One interesting point was raised when Carner addressed the Younger extension- a federal court will not stop a state criminal prosecution while it is ongoing. He said the case was limited to Madison County and that he was "sure" that there was no prosecution underway in Madison County.
Carner wrapped up his argument by stating that once the case began, the plaintiff's anonymity will be "forever lost". The TRO will protect his identity until the case is actually adjudicated. The anonymity will be dropped and thus moot if the state can prosecute the case.

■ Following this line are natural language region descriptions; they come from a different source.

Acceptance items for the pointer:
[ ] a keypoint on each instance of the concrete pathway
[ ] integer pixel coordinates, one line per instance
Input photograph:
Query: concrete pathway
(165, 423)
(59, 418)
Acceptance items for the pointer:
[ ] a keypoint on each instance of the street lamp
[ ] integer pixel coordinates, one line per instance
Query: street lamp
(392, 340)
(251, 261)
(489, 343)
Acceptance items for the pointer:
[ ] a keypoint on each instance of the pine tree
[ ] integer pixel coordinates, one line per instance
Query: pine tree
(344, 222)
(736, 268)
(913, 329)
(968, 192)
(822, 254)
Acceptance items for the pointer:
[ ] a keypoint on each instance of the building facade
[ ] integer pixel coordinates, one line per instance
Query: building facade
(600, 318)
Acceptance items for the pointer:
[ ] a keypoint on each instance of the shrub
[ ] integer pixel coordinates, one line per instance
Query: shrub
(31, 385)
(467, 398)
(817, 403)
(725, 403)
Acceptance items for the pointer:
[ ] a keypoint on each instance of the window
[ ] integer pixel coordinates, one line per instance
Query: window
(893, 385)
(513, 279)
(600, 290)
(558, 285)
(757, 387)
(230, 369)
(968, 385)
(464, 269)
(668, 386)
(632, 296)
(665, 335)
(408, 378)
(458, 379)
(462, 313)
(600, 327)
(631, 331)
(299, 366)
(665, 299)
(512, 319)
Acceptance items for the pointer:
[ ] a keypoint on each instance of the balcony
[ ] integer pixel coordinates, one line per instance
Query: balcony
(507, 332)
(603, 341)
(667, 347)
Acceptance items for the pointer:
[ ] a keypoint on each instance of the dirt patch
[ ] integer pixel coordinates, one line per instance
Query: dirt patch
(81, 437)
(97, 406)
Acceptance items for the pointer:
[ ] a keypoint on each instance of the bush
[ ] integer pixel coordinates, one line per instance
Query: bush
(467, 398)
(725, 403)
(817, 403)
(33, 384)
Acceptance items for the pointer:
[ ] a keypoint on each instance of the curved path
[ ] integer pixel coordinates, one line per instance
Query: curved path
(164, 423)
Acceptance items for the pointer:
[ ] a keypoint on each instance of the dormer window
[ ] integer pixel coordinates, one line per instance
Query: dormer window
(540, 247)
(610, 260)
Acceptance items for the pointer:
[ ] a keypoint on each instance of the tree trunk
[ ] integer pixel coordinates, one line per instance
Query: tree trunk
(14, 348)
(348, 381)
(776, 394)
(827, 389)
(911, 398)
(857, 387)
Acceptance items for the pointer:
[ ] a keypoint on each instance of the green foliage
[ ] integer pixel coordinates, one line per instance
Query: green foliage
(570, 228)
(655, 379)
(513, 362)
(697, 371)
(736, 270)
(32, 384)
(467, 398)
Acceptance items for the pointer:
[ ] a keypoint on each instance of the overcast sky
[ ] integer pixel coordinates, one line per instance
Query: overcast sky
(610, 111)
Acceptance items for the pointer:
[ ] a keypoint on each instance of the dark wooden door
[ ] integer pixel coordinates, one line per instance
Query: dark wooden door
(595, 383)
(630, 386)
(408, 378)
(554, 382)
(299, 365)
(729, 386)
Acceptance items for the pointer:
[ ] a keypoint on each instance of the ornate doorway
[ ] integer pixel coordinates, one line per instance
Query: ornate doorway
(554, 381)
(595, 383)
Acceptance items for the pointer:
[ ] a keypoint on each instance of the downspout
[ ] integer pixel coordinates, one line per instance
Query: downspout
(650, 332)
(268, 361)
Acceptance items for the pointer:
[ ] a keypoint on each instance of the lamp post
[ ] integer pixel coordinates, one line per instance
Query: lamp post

Carner sat down and Pizetta stepped up to take his swings at bat. He said this case was different than McIntyre. He said the court can't find a statute to be unconstitutional based upon a hypothetical case because one could always create another hypothetical case. There must be some limits to the court's discretion. However, Pizetta made his strongest argument as he claimed the Mississippi statute is similar in all aspects to the federal statute and those of most other states. The defender for the Attorney General said Citizens United clearly held that speech limitations were unconstitutional but disclosures and disclaimers would pass muster. Pizetta further argued:
If this particular mailer is a specific item for a specific election, this is not ‘general political speech’ but is electioneering as defined in Citizens United.The facts of this case are not similar to those in McIntyre – a phamplete distributed to influence school board members on a proposed tax increase; a couple of local citizens had distributed to the members of the local school board a small number of pamphlets encouraging the board to vote against a tax increase.In this case we have a mass mailing to residents throughout Madison County encouraging them to vote for or against a particular candidate
Thus the applicable case is Citizens United, not McIntyre. Pizetta also argued that paragraph 16 of Nobody's complaint states "the purpose of the mailing was to inform residents of a candidate’s actions, provide facts that the voters might want to know in making their decisions about specific candidates in the upcoming election.
Pizetta also attempted to rebut the claim that there was no ongoing criminal investigation. He said that the federal statute does not “restrict” speech. It just requires who is making the speech or paying for its distribution. Addresses Younger Extension. States that there is an ongoing criminal proceeding – there have been supeonas and search warrants issued by a state court.
Judge Reeves asked if the law would apply to an individual in Little Yazoo (his hometown) who passes out a few dozen leaflets on a street corner. Pizetta said the state would probably lose that case but each case had to be considered on an individual - "as applied"- basis instead of hypothetical scenarios.
McIntyre v. Ohio
Citizens United v. FEC
Mississippi statutes at issue.
4 comments:
Although I supported those attacked in the ads, the state loses this case.
The mail piece doesn't appear to be an electioneering piece to me. It doesn't instruct anyone to vote for or support or elect anyone, or to vote against or oppose anyone. Just because it is political, and just because it is negative, doesn't mean it is electioneering.
The mail piece doesn't appear to be an electioneering piece to me.
Anonymous "me", credentials unknown, has spoken.
Kingfish, what ever happened with this case? Last I can find, case was supposed to have been heard in October.